The difference between our experiences, though, other than a whole lot of global miles, was that my passport bore the stamps from a crossover into the territory of “known fuckup” while Ross stayed firmly within the boundaries of honor student and Eagle Scout. This was important because explaining the true course of my sophomore year to someone I intended to become close to had become something of an obligatory disclaimer I had to deliver with the proper gravity—I have the proven potential to screw up massively and be a problem and liability for everybody close to me. Do you accept the risk in investing in me? It wasn’t the kind of leverage I was fond of giving away.

By the time of our conversation at Doug’s birthday party, Ross and I stood on the other side of college holding on to big dreams—his to be a fighter pilot and mine to be a writer—but grudgingly pursuing other, humbler short-term plans with no idea how or even whether the bigger stuff would work out. Soon after we began dating, Ross found a job as a billing analyst at a check printing company in San Antonio and moved into a tiny one-bedroom apartment. A hundred miles north in Austin, I left my reception job and started working as a scholarship administrator at the same university, where my desk held a framed snapshot of us tethered to climbing ropes on a cliff in Colorado, the kind of action-packed, REI catalog stunt I never would have undertaken before dating him. Our outlooks improved. We traded off cities on the weekends, and I worked hard for the approval of his dog, Abby, who started off eating my shoes and muscling me out of the bed and then grew to anticipate my hugs so much that she would rocket up the stairs to my apartment and leap into my arms.

It was on one of these afternoons, when Ross had driven up from San Antonio with Abby for the weekend and we had both finished recounting the horrors of the week in our office jobs, that Ross took a deep breath and said, “I have something I need to tell you.” We were sitting on my couch and the light coming in from my small balcony was thick and golden red as the sun began to set.

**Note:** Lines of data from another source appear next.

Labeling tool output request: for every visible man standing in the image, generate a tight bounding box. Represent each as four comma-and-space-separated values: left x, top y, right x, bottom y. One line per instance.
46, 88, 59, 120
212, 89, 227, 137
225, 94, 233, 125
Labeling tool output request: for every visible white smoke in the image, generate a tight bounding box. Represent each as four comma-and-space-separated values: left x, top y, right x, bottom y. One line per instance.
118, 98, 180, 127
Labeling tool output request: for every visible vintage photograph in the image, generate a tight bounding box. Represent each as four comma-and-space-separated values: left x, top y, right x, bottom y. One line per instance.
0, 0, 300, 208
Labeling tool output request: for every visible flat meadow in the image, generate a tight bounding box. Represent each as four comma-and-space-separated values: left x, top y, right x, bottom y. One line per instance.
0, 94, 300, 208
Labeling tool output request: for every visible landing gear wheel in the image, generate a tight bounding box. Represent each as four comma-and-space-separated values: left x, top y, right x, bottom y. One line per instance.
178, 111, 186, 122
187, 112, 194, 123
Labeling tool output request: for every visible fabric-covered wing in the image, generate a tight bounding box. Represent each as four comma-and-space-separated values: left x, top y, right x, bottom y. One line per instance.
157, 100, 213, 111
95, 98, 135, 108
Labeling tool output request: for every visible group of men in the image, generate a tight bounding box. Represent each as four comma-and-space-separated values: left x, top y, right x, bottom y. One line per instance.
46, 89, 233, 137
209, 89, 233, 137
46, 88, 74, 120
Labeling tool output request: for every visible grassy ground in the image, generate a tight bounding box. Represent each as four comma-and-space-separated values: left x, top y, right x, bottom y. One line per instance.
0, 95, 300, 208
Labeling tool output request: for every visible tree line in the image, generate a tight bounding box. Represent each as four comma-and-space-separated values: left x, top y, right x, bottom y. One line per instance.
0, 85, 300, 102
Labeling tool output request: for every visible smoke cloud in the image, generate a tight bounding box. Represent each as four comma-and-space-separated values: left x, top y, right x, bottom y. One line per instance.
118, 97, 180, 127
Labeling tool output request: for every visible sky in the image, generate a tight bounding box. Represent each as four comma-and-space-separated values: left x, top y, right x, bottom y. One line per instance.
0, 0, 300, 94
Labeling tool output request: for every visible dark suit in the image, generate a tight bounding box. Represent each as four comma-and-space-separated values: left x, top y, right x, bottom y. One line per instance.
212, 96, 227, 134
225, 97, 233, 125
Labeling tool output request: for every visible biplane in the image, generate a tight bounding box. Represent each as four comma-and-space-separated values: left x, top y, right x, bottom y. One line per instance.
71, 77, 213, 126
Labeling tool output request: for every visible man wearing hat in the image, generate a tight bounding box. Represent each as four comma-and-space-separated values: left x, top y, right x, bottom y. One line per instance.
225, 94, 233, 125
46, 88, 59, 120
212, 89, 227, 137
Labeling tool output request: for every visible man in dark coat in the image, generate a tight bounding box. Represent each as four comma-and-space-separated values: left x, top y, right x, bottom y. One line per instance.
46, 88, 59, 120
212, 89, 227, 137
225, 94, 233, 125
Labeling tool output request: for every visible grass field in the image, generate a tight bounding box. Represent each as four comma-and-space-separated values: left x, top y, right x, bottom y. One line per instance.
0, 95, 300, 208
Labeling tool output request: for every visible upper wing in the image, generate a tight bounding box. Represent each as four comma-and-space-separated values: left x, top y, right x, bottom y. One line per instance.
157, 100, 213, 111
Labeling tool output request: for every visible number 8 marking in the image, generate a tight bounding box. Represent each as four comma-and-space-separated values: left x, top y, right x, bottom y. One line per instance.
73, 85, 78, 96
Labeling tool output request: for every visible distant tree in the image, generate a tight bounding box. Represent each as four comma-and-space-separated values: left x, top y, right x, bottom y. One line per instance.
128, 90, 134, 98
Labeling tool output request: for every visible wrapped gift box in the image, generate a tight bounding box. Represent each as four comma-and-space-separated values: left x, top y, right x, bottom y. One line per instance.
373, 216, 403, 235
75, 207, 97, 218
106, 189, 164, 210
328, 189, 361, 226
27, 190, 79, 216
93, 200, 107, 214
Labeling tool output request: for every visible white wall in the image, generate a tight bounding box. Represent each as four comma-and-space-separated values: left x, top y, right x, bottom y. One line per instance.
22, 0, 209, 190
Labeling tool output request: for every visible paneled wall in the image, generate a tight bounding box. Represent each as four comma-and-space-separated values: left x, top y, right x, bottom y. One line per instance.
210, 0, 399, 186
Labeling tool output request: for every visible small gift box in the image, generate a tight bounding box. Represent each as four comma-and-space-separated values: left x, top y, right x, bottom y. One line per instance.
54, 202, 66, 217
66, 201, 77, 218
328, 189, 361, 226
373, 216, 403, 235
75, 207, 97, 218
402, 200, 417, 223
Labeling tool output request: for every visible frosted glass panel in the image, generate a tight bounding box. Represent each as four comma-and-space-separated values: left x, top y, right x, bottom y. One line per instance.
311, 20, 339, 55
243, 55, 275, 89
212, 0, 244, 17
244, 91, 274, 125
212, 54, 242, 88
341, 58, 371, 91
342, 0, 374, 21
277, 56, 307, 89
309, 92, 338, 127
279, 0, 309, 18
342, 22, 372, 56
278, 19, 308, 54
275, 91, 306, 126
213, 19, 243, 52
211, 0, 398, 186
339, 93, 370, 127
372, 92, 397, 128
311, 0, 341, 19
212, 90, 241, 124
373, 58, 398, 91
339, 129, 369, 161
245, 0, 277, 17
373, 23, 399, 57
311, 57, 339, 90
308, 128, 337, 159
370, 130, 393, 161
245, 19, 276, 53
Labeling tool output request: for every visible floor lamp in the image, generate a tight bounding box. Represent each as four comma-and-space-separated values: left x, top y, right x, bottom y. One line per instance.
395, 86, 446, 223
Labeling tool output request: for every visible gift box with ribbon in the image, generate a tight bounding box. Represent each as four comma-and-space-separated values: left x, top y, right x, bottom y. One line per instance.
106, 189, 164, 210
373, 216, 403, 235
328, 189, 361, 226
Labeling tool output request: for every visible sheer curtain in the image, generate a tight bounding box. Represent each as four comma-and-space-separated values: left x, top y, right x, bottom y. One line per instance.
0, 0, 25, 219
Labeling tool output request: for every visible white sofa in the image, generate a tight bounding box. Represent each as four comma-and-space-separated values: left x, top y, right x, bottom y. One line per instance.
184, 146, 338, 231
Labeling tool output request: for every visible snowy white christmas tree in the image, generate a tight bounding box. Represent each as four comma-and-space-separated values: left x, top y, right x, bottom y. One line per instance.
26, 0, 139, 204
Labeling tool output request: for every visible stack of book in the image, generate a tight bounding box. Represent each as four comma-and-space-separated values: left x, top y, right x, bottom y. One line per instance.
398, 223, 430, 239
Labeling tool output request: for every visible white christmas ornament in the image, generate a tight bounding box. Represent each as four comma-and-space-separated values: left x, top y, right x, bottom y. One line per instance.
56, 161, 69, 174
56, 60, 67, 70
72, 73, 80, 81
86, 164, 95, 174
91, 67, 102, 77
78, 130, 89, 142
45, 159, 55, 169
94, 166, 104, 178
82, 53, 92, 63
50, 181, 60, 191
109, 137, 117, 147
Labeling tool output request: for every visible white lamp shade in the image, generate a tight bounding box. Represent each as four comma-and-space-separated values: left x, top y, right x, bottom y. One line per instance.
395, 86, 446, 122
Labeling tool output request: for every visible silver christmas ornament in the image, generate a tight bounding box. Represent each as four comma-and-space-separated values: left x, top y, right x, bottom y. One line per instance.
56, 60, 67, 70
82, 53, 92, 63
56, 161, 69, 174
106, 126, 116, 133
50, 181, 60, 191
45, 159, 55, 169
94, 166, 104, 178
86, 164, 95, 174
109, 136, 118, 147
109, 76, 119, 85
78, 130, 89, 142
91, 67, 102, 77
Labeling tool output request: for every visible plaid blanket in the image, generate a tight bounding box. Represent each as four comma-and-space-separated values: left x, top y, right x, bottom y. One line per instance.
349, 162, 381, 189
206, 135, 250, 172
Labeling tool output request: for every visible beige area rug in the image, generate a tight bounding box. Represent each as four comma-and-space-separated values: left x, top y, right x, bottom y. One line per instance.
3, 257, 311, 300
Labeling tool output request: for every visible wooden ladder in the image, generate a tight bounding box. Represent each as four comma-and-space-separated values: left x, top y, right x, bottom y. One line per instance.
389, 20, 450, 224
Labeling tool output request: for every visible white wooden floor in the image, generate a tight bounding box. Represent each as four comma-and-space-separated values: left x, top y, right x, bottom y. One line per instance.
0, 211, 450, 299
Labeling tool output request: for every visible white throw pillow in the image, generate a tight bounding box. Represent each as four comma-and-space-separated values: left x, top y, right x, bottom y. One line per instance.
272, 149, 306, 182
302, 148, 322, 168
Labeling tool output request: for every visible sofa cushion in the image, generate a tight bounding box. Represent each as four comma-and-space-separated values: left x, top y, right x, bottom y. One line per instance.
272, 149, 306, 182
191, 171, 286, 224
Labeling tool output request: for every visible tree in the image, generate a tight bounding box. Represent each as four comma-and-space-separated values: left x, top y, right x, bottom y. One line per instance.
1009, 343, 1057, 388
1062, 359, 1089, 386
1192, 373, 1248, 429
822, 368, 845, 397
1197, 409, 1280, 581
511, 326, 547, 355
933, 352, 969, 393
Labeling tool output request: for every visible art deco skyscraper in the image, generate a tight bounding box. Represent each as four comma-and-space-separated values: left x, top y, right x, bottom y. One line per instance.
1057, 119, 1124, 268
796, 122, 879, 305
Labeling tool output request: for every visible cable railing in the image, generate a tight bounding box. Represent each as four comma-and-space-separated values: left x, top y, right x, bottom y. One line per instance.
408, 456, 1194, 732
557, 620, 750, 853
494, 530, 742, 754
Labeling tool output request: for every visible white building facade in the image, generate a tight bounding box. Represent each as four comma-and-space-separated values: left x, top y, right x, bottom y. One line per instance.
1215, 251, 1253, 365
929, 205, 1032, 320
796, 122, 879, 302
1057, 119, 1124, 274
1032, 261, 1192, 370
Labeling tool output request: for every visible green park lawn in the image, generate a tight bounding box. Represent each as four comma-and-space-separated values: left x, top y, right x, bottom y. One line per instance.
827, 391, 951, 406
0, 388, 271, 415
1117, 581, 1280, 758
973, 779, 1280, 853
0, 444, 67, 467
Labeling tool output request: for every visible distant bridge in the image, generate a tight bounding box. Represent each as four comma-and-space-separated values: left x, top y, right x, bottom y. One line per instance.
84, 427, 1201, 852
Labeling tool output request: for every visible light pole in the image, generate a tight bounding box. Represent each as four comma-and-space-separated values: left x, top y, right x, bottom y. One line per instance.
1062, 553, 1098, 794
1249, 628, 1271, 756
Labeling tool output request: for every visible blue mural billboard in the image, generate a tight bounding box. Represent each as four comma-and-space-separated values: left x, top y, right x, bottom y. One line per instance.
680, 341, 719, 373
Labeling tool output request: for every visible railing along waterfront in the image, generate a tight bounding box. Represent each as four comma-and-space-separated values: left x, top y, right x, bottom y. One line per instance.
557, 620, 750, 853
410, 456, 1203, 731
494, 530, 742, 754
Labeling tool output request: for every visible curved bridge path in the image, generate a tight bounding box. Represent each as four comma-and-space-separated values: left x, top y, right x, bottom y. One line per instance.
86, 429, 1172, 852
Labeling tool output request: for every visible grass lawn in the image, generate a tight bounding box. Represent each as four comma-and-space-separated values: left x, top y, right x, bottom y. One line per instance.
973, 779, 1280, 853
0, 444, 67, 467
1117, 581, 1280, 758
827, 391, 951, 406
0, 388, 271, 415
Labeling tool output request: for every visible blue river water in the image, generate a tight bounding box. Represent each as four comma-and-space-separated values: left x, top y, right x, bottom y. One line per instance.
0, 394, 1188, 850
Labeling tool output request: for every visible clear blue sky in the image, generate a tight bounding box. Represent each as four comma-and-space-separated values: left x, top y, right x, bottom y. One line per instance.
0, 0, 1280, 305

“You were so honest with me about what happened with you in high school,” he began, “and now I need to tell you about the worst thing that ever happened to me. Actually, it’s still happening, and it will be for a long time.” Then he told me that during his senior year in college, his parents broke the news that his father, at age fifty-five, had been diagnosed with a particularly virulent form of early-onset Alzheimer’s disease, one that was inherited genetically.

“Before they even knew what to call the disease, my dad’s family had it. We’re part of some genetic study, and they’ve traced the roots of our particular mutation all the way back to somewhere in Russia.”